Human beings have a terribly tendency to abuse things. Indeed, the greater the potentiality for good, the greater the propensity for abuse. Thus, while I find certain technological features which are designed to assist to be less than so, I find my colleagues bemoaning of such to be tiresome.
It is certainly true that some aspects of the Internet can be meddlesome. Amazon’s incessant recommendation of books and Google’s employment of the page rank algorithm can seem to render choice insignificant, and, by a dangerous corollary, render the masses devoid of taste. Yet this is a false assumption for two reasons.

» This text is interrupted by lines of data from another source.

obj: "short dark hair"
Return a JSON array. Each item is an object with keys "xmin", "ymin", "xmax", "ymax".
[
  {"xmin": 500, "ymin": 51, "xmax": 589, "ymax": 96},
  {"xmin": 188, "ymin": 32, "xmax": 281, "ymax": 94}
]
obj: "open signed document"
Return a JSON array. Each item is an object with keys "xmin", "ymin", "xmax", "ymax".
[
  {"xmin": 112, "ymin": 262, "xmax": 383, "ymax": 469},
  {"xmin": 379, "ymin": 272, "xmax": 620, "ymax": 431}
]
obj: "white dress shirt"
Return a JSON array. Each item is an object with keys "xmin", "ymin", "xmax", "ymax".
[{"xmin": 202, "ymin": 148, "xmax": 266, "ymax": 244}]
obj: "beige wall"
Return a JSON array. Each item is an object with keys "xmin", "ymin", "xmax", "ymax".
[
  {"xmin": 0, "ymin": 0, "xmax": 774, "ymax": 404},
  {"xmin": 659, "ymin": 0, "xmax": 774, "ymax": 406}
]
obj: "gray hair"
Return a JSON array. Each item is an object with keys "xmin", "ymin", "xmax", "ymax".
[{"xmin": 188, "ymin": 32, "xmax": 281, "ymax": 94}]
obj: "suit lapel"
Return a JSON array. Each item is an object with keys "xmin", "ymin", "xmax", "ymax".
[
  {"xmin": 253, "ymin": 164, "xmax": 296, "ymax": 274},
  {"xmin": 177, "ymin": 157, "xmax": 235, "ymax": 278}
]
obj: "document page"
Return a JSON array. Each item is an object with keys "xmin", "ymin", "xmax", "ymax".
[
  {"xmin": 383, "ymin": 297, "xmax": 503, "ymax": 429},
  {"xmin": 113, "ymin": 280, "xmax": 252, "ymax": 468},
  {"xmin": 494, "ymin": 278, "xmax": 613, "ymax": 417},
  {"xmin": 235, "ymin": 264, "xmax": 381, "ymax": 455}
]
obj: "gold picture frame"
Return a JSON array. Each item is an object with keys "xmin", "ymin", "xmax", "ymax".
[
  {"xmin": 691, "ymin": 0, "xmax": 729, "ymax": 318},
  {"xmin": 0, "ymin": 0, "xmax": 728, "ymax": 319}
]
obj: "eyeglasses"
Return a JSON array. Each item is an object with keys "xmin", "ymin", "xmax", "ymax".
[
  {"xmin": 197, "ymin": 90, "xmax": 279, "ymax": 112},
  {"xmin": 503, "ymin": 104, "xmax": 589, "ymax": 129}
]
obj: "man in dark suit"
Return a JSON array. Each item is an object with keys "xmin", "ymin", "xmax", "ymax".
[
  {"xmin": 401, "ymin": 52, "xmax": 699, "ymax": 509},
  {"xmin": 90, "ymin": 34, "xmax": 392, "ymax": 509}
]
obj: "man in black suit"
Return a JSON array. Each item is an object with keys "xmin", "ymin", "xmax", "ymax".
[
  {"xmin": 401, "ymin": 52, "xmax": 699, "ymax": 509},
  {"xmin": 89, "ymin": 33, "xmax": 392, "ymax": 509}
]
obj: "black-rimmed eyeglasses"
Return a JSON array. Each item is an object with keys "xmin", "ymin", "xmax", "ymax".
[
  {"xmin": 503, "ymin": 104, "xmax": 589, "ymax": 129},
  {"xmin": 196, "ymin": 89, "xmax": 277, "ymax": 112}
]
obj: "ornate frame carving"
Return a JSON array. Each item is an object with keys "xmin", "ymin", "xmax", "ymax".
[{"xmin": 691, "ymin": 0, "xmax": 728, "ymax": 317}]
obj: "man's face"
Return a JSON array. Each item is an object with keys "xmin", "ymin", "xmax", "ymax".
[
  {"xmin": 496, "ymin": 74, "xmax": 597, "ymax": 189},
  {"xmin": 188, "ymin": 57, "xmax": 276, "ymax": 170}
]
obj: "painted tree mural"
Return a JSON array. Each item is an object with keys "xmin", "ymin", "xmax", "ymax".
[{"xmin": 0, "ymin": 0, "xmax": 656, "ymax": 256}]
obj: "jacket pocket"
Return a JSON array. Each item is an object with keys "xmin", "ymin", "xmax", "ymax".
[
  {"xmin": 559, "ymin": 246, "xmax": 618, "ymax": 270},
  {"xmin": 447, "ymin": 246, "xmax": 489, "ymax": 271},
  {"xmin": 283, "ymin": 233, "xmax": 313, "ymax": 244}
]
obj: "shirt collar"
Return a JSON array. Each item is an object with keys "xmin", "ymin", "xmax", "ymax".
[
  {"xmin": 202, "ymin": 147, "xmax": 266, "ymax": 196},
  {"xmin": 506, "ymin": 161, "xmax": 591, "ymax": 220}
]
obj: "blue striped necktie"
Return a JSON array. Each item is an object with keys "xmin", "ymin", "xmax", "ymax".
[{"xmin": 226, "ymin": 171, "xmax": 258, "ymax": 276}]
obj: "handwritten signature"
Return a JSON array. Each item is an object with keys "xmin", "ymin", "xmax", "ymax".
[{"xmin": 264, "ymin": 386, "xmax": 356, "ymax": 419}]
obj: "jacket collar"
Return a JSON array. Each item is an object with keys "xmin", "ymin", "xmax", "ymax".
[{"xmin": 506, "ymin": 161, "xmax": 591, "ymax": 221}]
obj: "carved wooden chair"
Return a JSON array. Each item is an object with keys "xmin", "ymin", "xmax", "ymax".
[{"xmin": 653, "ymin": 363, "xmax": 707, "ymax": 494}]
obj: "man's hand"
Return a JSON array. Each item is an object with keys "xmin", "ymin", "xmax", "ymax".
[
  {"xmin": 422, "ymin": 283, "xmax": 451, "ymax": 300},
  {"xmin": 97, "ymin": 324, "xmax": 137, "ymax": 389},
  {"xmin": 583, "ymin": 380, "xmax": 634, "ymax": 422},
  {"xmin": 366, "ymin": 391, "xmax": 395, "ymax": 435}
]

First, Amazon and Google do not inhibit choice; they merely seem to serve to limit it. One is not forced to purchase a suggestion of the former anymore than one is compelled to click on the first link provided by the latter. If the material recommend is deemed insufficient, I would posit the alternative of going to a library, though perhaps the skeptical would balk at a suggestion from the kindly librarian.
Second, the mass of men is neither intelligent nor gifted in terms of taste, particularly in democratic ages, if Alexis De Tocqueville is to be believed. American Idol, Nickelback and Dan Brown are the products of the Internet age, but they are not direct results thereof. Instead, both stem from the same cause: a dying civilization embracing the shallow ethos of Epicureanism—though few know what it means.
Elimination of some of the aforementioned features will do little to abate the crisis. Is Amazon really to be feared more than, say, the vacuous programming of MTV? When it comes down to it, many Americans do lack good taste. Yet one shouldn’t blame Google. Even Christ had something to say about the wisdom of casting “pearls before swine.”